In the training program you will just have to run the returned Op from minimize().

# Execute opt_op and train for num_steps.
for _ in range(num_steps):
opt_op.run()

# You can also check for convergence by calling
lr.approximate_duality_gap()


## Methods

### __init__(examples, variables, options)

Create a new sdca optimizer.

### approximate_duality_gap()

Add operations to compute the approximate duality gap.

#### Returns:

An Operation that computes the approximate duality gap over all examples.

### minimize(global_step=None, name=None)

Add operations to train a linear model by minimizing the loss function.

#### Args:

• global_step: Optional Variable to increment by one after the variables have been updated.
• name: Optional name for the returned operation.

#### Returns:

An Operation that updates the variables passed in the constructor.

### predictions(examples)

Add operations to compute predictions by the model.

If logistic_loss is being used, predicted probabilities are returned. Otherwise, (raw) linear predictions (w*x) are returned.

#### Args:

• examples: Examples to compute predictions on.

#### Returns:

An Operation that computes the predictions for examples.

#### Raises:

• ValueError: if examples are not well defined.

### regularized_loss(examples)

Add operations to compute the loss with regularization loss included.

#### Args:

• examples: Examples to compute loss on.

#### Returns:

An Operation that computes mean (regularized) loss for given set of examples. Raises: * ValueError: if examples are not well defined.

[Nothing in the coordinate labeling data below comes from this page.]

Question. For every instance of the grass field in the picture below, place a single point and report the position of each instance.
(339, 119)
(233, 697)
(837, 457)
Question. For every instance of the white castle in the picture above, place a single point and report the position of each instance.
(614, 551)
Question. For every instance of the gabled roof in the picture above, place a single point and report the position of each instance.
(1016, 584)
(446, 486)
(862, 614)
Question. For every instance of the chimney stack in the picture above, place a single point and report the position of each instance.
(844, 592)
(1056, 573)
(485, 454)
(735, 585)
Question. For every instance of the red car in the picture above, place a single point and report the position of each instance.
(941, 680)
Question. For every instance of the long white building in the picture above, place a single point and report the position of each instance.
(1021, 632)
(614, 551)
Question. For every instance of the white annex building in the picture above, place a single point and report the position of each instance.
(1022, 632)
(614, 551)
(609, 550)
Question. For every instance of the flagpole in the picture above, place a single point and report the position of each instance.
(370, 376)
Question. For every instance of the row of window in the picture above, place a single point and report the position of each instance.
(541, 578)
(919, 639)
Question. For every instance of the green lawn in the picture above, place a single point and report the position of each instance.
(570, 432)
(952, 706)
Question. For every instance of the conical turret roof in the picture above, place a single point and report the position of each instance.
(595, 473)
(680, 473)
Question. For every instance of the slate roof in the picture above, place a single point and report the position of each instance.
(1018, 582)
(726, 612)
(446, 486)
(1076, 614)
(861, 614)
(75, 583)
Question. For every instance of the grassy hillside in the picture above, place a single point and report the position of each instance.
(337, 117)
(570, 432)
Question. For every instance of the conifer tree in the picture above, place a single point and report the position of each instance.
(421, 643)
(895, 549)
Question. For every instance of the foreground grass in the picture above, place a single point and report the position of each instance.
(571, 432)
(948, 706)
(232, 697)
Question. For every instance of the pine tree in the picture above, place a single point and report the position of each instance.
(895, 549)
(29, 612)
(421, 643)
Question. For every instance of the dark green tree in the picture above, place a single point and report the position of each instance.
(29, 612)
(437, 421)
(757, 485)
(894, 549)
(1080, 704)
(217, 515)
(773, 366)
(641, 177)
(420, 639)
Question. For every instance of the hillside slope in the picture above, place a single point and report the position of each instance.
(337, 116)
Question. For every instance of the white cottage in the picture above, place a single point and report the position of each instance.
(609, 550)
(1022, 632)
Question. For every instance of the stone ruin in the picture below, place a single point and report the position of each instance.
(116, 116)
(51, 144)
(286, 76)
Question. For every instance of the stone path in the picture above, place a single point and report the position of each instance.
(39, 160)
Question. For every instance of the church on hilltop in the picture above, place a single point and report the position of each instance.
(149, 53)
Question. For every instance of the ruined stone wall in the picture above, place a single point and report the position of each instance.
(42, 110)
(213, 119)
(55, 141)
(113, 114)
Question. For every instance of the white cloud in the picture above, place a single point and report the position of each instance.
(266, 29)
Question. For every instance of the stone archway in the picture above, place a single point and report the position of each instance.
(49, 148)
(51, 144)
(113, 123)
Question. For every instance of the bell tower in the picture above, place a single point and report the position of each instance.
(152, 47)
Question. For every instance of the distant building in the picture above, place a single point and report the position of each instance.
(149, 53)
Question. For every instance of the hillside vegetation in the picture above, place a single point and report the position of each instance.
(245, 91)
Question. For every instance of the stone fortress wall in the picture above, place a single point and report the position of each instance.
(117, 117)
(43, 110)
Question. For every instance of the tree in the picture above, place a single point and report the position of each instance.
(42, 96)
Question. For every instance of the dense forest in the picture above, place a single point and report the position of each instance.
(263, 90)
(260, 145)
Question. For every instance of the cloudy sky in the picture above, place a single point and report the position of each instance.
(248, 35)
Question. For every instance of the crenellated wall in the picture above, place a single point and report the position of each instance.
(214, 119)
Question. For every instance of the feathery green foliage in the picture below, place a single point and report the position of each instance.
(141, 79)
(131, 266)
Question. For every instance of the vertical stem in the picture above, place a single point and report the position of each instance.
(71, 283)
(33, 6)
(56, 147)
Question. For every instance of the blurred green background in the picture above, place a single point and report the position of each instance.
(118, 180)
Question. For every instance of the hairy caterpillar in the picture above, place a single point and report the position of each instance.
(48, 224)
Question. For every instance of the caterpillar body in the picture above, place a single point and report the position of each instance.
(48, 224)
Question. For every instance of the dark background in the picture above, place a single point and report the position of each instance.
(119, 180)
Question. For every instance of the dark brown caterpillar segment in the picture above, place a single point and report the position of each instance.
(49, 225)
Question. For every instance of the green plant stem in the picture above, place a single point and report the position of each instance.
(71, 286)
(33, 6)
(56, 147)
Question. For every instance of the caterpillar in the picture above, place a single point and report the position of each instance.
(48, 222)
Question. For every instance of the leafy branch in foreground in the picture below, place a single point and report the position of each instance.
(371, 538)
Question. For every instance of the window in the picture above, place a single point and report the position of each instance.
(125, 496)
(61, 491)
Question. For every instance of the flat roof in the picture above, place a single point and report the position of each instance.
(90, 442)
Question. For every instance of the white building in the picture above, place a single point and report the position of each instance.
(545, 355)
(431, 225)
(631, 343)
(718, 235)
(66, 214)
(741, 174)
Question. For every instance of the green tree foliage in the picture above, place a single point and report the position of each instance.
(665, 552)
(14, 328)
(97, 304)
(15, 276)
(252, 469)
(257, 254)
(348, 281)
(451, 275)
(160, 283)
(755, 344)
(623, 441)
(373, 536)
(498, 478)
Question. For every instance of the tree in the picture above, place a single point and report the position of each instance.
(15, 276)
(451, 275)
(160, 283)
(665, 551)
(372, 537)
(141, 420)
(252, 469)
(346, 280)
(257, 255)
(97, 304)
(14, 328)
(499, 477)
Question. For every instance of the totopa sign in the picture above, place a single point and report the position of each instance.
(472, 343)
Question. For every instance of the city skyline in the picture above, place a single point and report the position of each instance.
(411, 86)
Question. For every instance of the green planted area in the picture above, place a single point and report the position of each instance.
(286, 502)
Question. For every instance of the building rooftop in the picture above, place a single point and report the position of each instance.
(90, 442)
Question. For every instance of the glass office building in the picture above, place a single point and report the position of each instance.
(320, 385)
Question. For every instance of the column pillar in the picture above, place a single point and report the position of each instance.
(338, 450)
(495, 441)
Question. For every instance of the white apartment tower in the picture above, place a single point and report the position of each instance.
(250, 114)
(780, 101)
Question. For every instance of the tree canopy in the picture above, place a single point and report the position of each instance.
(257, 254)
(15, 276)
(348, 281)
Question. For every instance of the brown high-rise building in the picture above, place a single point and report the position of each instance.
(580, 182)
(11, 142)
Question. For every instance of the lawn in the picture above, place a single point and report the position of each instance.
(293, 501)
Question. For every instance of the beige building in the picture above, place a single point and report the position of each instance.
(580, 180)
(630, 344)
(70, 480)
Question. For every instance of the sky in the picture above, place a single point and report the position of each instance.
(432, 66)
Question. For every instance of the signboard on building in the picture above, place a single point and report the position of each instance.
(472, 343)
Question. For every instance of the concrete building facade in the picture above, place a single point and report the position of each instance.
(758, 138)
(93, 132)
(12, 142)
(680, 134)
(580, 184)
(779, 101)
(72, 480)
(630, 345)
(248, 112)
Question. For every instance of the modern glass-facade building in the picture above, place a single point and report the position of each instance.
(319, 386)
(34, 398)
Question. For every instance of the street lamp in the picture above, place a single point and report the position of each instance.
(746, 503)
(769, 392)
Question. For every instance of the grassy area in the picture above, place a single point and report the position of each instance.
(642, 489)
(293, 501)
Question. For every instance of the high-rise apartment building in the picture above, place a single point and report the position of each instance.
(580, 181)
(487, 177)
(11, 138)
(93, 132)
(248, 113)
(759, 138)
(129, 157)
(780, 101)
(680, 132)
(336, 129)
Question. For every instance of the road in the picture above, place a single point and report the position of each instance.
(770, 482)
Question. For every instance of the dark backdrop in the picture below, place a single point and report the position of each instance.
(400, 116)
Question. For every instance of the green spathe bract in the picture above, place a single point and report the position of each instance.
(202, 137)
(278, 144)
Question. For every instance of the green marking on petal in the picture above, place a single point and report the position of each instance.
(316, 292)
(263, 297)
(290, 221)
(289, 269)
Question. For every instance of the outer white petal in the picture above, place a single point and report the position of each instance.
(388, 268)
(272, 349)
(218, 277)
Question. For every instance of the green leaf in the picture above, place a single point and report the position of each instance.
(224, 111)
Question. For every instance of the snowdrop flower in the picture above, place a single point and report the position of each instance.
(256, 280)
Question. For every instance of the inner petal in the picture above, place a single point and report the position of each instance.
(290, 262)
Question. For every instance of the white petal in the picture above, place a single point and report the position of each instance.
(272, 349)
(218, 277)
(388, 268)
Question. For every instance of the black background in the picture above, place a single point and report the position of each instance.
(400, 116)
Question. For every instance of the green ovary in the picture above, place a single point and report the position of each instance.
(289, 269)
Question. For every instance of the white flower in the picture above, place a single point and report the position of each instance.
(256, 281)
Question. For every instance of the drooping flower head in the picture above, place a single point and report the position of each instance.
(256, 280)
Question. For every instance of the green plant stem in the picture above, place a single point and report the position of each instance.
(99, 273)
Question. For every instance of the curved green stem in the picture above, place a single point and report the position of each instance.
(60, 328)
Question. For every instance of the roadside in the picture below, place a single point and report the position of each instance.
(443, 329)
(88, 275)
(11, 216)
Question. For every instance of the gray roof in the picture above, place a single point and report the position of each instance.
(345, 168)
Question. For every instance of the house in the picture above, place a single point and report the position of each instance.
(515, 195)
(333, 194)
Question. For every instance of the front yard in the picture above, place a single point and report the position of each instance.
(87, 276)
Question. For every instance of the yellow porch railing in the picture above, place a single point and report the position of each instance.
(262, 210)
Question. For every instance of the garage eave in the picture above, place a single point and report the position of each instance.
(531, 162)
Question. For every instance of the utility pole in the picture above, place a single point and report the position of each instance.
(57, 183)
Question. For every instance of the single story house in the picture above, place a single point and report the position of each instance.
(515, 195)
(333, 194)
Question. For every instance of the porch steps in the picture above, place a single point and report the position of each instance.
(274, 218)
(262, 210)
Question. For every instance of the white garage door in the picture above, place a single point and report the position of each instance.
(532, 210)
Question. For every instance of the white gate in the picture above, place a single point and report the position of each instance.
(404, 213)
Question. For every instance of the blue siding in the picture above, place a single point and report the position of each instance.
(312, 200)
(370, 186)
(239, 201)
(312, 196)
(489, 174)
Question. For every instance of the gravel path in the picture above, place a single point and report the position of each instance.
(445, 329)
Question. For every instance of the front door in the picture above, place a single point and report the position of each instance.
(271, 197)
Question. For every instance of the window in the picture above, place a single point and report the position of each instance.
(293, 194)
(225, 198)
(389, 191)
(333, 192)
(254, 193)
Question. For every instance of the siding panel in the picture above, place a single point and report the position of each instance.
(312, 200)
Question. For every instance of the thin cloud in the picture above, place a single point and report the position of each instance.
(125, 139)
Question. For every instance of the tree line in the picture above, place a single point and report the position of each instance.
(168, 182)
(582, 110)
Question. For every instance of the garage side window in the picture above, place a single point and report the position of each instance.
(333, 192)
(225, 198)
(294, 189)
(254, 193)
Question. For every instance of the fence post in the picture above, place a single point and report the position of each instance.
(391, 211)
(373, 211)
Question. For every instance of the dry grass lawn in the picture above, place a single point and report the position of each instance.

### unregularized_loss(examples)

Add operations to compute the loss (without the regularization loss).

#### Args:

• examples: Examples to compute unregularized loss on.

#### Returns:

An Operation that computes mean (unregularized) loss for given set of examples.

#### Raises:

• ValueError: if examples are not well defined.

### update_weights(train_op)

Updates the model weights.

This function must be called on at least one worker after minimize. In distributed training this call can be omitted on non-chief workers to speed up training.

#### Args:

• train_op: The operation returned by the minimize call.

#### Returns:

An Operation that updates the model weights.